After writing about the first impressions about Hadoop and its WildFly integration, I did some more research and work to bring Hadoop into JavaEE on WildFly in a more elegant way.
The follow-up idea after putting Hadoop into an EAR for isolation was to isolate Hadoop and HBase clients into a WildFly module. Both clients work very well in a Java SE environment, so the idea was to use these modules which are not container managed (like Java SE) to provide the functionality to be used in a container.
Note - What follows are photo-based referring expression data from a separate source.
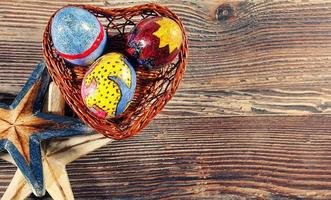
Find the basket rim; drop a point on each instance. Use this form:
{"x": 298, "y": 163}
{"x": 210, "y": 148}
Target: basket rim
{"x": 62, "y": 83}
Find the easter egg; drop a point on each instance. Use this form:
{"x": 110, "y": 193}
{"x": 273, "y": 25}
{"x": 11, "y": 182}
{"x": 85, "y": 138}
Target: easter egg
{"x": 78, "y": 36}
{"x": 109, "y": 85}
{"x": 155, "y": 42}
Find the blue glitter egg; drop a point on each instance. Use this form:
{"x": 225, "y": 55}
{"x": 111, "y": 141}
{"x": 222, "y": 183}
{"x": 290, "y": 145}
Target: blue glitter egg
{"x": 78, "y": 36}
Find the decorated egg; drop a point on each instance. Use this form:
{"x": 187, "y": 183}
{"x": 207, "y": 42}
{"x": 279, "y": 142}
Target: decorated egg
{"x": 155, "y": 42}
{"x": 109, "y": 85}
{"x": 78, "y": 36}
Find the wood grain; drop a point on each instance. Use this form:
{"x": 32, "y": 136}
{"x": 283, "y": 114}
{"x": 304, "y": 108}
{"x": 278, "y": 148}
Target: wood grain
{"x": 226, "y": 133}
{"x": 271, "y": 57}
{"x": 258, "y": 157}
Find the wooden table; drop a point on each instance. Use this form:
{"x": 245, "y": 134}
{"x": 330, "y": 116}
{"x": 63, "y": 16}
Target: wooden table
{"x": 250, "y": 119}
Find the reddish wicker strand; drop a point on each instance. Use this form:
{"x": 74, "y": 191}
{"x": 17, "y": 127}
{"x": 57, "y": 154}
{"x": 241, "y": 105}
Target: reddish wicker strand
{"x": 154, "y": 89}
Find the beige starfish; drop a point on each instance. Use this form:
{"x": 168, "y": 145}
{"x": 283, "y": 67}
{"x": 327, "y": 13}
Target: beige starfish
{"x": 56, "y": 155}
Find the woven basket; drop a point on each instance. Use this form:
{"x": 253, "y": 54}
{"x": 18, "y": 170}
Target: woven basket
{"x": 154, "y": 88}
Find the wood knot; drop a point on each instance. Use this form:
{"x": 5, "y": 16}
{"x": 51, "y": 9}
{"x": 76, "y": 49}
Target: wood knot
{"x": 224, "y": 12}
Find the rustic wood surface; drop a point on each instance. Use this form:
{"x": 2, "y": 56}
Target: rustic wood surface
{"x": 250, "y": 119}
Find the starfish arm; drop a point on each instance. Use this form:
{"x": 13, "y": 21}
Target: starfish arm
{"x": 27, "y": 99}
{"x": 76, "y": 147}
{"x": 6, "y": 157}
{"x": 57, "y": 180}
{"x": 21, "y": 163}
{"x": 18, "y": 189}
The resulting (so far) module.xml is:
<?xml version="1.0" encoding="UTF-8"?> <module xmlns="urn:jboss:module:1.3" name="org.apache.hadoop.client"> <resources> <resource-root path="htrace-core-3.1.0-incubating.jar" /> <resource-root path="hadoop-hdfs-2.7.1.jar" /> <resource-root path="commons-configuration-1.6.jar" /> <resource-root path="hadoop-auth-2.7.1.jar" /> <resource-root path="hadoop-common-2.7.1.jar" /> <resource-root path="protobuf-java-2.5.0.jar" /> <resource-root path="service-loader-resources" /> </resources> <dependencies> <module name="sun.jdk" /> <module name="javax.api" /> <module name="javaee.api" /> <module name="com.google.guava" /> <module name="org.apache.commons.cli" /> <module name="org.apache.commons.collections" /> <module name="org.apache.commons.io" /> <module name="org.apache.commons.lang" /> <module name="org.apache.commons.logging" /> <module name="org.slf4j" /> </dependencies> </module>
For HBase client, the module.xml looks like this:
<?xml version="1.0" encoding="UTF-8"?> <module xmlns="urn:jboss:module:1.3" name="org.apache.hbase.client"> <resources> <resource-root path="phoenix-core-4.5.1-HBase-1.1.jar" /> <resource-root path="hbase-client-1.1.1.jar" /> <resource-root path="hbase-common-1.1.1.jar" /> <resource-root path="hbase-server-1.1.1.jar" /> <resource-root path="hbase-protocol-1.1.1.jar" /> <resource-root path="zookeeper-3.4.6.jar" /> <resource-root path="guava-16.0.1.jar" /> </resources> <dependencies> <module name="sun.jdk" /> <module name="io.netty" /> <module name="javax.api" /> <module name="javax.transaction.api" /> <module name="org.antlr.antlr-runtime" slot="3.4"/> <module name="org.apache.commons.codec" /> <module name="org.apache.commons.lang" /> <module name="org.apache.commons.logging" /> <module name="org.apache.log4j" /> <module name="org.jboss.as.security" /> <module name="org.joda.time" /> <module name="org.slf4j" /> <!-- Own modules... --> <module name="org.apache.hadoop.client" /> </dependencies> </module>
For the modules above, I cannot garantee the completeness of all dependencies, but for the use cases I have at hand, these modules work.